Why are you even using a timer?

This hall sensor isnt sending a tonne of data…the bucket takes a few seconds to a few minutes to fill up?

void setup(){
  int prevButtonState = HIGH; // not sure if you have NO/NC type sensor but assuming its NC
rainAmount = .3; // put this here to make the function a teeny bit faster

void rain(){
  int buttonState = digitalRead(rainGauge);
  if(buttonState == LOW && prevButtonState == HIGH) // it just went passed the sensor and tipped the bucket so now do one action only so you dont cause a flood error on Blynk
      prevButtonState = LOW;
      totalAmount += rainAmount; //running total of rain that has fallen
      Blynk.virtualWrite(V13,totalAmount); // send rain amount to Blynk app

if(buttonState == HIGH && prevButtonState == LOW) { //reset for next bucket tip or send a secondary virtWrite or slow serial commands
     prevButtonState = HIGH;
     Serial.print("this is the total rain that has fallen ");
      Serial.println(" mm");

void loop(){
  rain(); // add this in to the loop

This will probably go wrong if you do it like this. That’s why he’s using a timer.

You either use a timer or use an interrupt with debouncing.

Could you explain why? Maybe my understanding of the way the hardware works is incorrect.

Shamelessly added in from the original WIMP station - more on that here for reference:

This was one of the few sections of code that i hardly touched, it just works - you may need to read up on the available interrupts on the ESP8266’es.

here is the code i use for my rain bucket - I use an Arduino to process the data and an ESP to send it via MQTT to blynk, but there is no reason this will not work directly on the ESP.

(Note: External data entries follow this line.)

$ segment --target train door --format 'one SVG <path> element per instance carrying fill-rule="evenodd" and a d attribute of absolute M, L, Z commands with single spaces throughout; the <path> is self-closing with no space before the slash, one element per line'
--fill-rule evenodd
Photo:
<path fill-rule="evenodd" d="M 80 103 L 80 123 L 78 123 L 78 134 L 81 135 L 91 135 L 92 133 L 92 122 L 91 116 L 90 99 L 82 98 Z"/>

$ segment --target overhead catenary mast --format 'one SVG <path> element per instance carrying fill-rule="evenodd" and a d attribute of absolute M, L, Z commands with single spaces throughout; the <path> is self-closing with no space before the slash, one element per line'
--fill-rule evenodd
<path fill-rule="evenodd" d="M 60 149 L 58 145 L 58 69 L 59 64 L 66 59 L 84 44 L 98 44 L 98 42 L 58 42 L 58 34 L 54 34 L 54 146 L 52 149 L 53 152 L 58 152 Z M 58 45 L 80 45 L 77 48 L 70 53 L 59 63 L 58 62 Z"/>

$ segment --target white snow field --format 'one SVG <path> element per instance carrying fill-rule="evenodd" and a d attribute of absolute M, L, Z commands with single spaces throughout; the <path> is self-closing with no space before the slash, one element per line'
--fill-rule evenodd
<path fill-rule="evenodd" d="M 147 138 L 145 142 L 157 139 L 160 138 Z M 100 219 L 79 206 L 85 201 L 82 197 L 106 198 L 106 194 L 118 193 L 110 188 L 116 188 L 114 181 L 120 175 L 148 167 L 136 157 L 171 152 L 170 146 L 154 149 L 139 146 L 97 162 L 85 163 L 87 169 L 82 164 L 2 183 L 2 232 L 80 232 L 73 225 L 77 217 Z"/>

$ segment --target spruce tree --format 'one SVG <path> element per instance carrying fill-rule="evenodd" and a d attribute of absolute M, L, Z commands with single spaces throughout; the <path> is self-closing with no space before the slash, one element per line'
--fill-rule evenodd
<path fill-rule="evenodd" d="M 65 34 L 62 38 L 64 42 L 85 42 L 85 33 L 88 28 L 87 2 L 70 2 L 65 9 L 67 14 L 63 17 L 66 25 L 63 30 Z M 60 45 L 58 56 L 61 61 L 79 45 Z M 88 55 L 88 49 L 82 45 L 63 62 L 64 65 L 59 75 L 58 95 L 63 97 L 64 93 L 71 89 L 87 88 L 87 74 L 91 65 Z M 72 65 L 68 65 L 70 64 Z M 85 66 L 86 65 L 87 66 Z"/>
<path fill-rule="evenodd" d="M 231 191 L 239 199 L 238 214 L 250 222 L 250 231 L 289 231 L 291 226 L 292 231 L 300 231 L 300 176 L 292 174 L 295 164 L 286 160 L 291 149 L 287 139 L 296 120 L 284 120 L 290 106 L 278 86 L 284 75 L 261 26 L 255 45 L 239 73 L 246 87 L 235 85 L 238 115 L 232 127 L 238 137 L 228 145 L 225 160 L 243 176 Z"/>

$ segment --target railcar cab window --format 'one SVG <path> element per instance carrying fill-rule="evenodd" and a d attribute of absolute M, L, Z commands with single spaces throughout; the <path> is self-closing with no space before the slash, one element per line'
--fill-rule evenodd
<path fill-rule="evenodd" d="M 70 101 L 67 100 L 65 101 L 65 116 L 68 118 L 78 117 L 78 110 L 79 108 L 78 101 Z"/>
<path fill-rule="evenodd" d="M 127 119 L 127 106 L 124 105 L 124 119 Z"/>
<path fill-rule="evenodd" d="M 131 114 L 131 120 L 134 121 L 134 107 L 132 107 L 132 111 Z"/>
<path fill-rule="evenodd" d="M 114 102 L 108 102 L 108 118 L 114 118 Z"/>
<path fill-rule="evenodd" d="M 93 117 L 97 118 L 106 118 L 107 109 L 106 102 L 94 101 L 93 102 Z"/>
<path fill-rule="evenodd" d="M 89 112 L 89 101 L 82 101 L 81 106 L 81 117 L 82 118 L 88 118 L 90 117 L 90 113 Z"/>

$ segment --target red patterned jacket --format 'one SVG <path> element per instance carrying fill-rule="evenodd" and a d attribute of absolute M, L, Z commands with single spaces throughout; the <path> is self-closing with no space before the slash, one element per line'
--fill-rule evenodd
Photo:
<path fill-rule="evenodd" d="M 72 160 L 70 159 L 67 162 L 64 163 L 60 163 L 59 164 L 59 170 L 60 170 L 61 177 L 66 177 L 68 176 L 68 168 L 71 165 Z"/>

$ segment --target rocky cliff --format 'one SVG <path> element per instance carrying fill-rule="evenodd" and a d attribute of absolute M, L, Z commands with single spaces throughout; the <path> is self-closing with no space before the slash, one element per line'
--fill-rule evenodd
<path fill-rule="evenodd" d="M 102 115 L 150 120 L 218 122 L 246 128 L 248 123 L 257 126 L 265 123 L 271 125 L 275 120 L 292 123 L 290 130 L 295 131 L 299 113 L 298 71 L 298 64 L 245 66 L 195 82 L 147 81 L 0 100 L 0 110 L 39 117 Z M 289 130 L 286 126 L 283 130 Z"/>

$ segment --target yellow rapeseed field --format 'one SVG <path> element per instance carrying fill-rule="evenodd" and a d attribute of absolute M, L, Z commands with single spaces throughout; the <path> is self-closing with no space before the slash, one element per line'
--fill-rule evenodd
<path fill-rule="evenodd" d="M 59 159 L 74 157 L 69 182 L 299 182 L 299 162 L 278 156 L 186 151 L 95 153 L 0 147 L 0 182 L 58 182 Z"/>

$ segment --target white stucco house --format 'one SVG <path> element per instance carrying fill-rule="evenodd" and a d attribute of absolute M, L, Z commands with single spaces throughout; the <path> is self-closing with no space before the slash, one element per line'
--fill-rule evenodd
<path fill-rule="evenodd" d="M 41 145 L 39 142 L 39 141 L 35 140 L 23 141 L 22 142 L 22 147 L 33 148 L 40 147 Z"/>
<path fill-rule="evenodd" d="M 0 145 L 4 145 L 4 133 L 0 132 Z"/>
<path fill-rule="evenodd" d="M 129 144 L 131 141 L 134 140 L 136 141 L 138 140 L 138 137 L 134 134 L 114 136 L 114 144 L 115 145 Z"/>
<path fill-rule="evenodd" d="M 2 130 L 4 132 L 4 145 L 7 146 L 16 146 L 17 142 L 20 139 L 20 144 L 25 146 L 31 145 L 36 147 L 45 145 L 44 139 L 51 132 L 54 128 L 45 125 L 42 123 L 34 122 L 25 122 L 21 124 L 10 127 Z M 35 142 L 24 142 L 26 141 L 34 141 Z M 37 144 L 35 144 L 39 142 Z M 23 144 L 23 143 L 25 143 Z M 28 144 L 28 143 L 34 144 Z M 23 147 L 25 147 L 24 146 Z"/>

 >    //Interrupt routines (these are called by the hardware interrupts, not by the main code)
>     //-=-=-=-=-=-=-=-=-=-=-=-=-=-=-=-=-=-=-=-=-=-=-=-=-=-=-=-=
>     void rainIRQ()
>     // Count rain gauge bucket tips as they occur
>     // Activated by the magnet and reed switch in the rain gauge, attached to input D2
>     {
>       raintime = millis(); // grab current time
>       raininterval = raintime - rainlast; // calculate interval between this and last event

>       if (raininterval > 10) // ignore switch-bounce glitches less than 10mS after initial edge
>       {
>         dailyrainin += 0.2794; //Each dump is 0.011" of water
>         rainHour[minutes] += 0.011; //Increase this minute's amount of rain

>         rainlast = raintime; // set up for next event
>       }
>     }

The int is called later in the code as follows:

attachInterrupt(0, rainIRQ, FALLING);

Only reason i moved this off the ESP was trying to keep track of windspeed, DHT22, BMP085, rain bucket and RTC was too much for it to handle.